Gema Galgani, la santa que muere el 11 de Abril de 1903, en Luca, rara vez hablará de estas cosas. Meses después profundizará en esa profecía a su director espiritual, pero lo hará por mandato del Cielo y tras luchar varios días contra el horror de escribir sobre ello. El próximo post desarrollará esa futura carta, pero hay en este breve anuncio algo desconcertante. Cuando los historiadores tratan de comprender la primera guerra mundial enfrentan insondables interrogantes: ¿porqué se desató tamaña violencia? No hay una causa real, comprensible, de tal despliegue de horror. Y es más, tal despliegue de barbarie no fue sino causa de la siguiente guerra mundial. Un horror, por tanto, que traería como consecuencia, un horror mayor. Y si la segunda guerra mundial ha colapsado el recuerdo de la primera, al traer a colación las cifras de muertos, la crudeza de las batallas de aquella contienda con su ingente colección de cadáveres, uno se sorprende más aún cuando no parece encontrar razón proporcional que desatará tales odios. Pero Gema da una pista olvidada y despreciada: “el demonio está a punto de desencadenar una guerra cruel”.
¿Qué más le dijo a su director? ¿Qué puerta quedó abierta para permitir tales horrores? La lucha previa debió ser espiritual, y fue perdida. Gema Galgani, en nombre del Cielo, pediría batalladores espirituales para detener el poder del Maligno. Ella misma tomó la bandera y el estandarte. Pero el Cielo pedía más, pues Satanás estaba fuerte. ¿Quedó despreciada su profecía? Más bien fue despreciada su advertencia –“porque puede pasar esto, es necesario aquello”-. Santa Gema no pretendía desvelar hechos del mañana, sino ayudar a evitarlos. Era, por tanto evitable de haberse correspondido. Pero lo profético es depreciado y entonces se equivocan las urgencias de los tiempos. O se ponen las miras en lo colateral, no en lo esencial. La batalla era espiritual, batalla de víctimas sufrientes en el amor a Dios, en la entrega generosa como dación por cuantos no se entregan. El Cielo ante tamaño horror pidió poco a cambio. Pero no le fue dado. Y el campo quedó abierto para Satanás.

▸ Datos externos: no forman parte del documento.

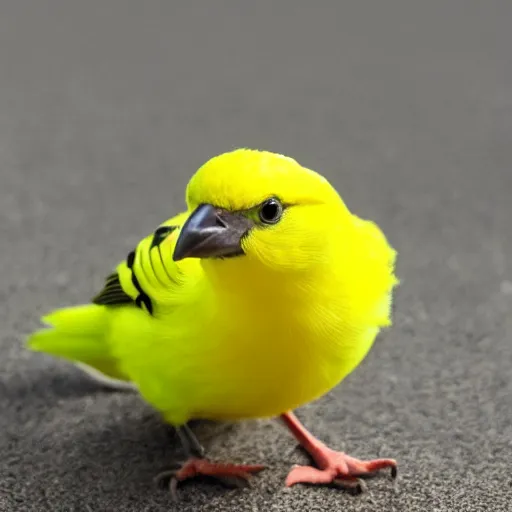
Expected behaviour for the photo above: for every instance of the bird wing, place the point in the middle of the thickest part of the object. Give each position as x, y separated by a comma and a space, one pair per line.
148, 274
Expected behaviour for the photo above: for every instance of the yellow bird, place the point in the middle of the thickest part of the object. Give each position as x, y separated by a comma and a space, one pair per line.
258, 299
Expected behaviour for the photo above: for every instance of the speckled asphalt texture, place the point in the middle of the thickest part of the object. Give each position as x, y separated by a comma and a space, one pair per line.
107, 108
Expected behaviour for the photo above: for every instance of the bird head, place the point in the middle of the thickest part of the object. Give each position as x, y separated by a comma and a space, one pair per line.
258, 208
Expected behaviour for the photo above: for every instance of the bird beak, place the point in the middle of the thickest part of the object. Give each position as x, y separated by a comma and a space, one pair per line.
211, 232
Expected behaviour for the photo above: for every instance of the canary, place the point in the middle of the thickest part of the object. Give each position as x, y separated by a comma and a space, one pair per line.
259, 298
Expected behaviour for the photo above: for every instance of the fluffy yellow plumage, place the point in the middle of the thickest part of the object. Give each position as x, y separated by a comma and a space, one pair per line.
261, 297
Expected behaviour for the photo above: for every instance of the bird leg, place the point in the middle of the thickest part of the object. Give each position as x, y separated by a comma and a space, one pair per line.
333, 468
231, 475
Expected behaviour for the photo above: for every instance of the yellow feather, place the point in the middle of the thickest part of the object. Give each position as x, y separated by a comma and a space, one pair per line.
260, 334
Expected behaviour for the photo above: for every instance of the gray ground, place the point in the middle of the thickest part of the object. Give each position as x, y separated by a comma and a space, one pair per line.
106, 108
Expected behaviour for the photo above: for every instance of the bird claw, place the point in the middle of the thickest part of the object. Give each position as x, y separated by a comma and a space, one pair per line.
230, 475
339, 470
354, 485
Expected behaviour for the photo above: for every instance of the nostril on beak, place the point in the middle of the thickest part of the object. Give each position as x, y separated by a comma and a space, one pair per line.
219, 221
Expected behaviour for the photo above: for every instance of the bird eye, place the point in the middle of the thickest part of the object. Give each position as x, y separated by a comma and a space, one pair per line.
271, 211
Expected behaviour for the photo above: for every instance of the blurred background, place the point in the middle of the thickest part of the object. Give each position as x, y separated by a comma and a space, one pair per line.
106, 110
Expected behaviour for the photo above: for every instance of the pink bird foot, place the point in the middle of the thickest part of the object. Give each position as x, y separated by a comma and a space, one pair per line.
232, 475
334, 468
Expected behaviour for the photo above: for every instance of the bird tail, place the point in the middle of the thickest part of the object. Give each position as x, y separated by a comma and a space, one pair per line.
78, 334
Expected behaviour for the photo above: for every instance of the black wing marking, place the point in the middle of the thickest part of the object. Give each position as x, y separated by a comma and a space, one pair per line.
112, 293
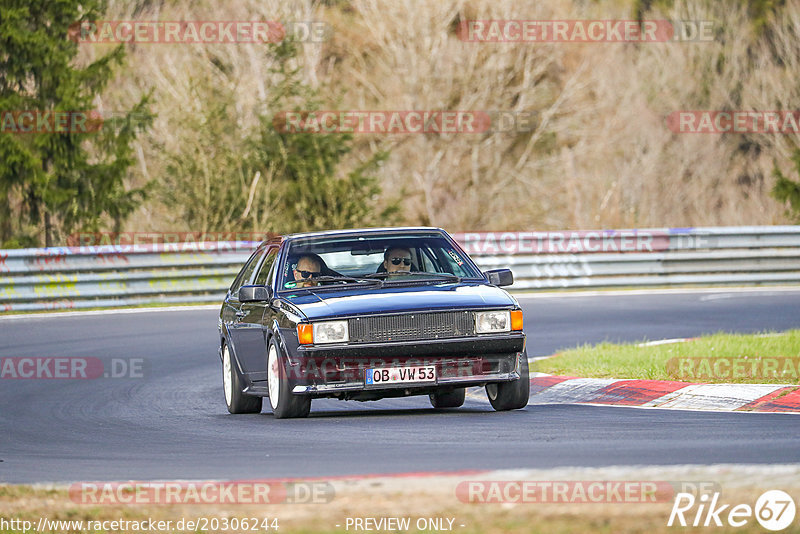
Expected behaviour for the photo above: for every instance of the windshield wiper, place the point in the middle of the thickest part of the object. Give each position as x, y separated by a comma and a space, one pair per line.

Años futuros pudieron ver el horror desatado. Era el éxito de una estrategia maravillosamente orquestada: el mal sería fuente de peores males. Una guerra terrible se desató como nunca lo vieron los siglos, pero su efecto fue una guerra aún peor. La violencia desató violencias peores. Y si las antaño naciones cristianas combatieron con fuego y sangre, naciones ateas y antirreligiosas desataron el furor de los infiernos años después. Entonces, de donde debía nacer una nueva consciencia de la necesidad de lo moral, de la libertad religiosa como garantía de paz, paradójicamente años siguientes a la segunda guerra mundial fraguaron una persecución sibilina a la libertad religiosa, a los principios morales. Y si recientes años han visto caer los totalitarismos antirreligosos, ¿no sería razonable el enaltecimiento del hecho religioso como algo conquistado a precio de mártires? Paradójicamente el odio religioso alcanza cotas antes insospechadas. Son los éxitos de una estrategia no detenida porque no se la ha sabido enfrentar.

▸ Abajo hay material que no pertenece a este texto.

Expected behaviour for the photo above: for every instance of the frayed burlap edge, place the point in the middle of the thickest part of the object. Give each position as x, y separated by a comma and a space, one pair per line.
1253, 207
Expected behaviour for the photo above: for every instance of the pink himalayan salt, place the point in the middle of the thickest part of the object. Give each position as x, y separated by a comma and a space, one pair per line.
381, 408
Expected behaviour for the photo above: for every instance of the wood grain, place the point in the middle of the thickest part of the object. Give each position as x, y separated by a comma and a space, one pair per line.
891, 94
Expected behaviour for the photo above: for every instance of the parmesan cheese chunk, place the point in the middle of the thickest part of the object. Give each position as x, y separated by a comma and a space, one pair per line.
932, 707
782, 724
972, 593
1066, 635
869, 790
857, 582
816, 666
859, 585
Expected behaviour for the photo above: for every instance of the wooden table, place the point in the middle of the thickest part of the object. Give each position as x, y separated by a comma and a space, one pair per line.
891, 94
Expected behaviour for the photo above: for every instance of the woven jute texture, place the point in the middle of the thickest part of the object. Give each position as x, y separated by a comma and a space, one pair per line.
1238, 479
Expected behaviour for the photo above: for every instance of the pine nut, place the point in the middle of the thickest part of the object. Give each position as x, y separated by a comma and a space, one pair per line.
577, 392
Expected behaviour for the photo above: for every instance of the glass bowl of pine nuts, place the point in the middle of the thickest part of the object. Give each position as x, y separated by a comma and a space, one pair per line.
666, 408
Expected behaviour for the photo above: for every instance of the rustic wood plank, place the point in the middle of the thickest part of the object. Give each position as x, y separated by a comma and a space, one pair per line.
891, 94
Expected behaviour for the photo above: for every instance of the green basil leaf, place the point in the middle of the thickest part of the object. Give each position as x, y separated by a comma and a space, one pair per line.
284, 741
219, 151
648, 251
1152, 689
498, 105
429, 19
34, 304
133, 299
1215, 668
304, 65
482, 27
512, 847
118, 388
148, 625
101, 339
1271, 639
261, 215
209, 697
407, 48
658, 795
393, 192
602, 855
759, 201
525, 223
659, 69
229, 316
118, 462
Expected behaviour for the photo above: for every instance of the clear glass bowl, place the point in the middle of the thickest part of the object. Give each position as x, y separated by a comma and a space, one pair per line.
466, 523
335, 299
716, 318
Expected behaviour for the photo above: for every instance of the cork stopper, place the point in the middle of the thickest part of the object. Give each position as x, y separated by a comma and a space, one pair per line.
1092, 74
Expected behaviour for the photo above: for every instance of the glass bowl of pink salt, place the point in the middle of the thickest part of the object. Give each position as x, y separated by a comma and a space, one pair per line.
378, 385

El corazón, el corazón físico de santa Gema, es modelo de cuanto pasa. Años atrás descansaba (ingrato Madrid) bajo el altar mayor del Santuario de santa Gema (en la misma villa y corte). Una urna de plata en una urna acristalada, bajo el altar mayor, centro de la mirada, lugar de honor para quien honró como pocos tan preciado Sacramento, tan maravilloso Sacrificio. Ahora, signos de los tiempos, retirado de tan preciado lugar, rebajado en importancia visual y estética, permanece en una simple pared previa al presbiterio, sin gracia ni respeto. Se ha querido acercar al “pueblo” tanto el misterio, que ha desaparecido el misterio que eleva la fe. Y perdida la fe, las batallas acaban siendo otras, pero nunca espirituales.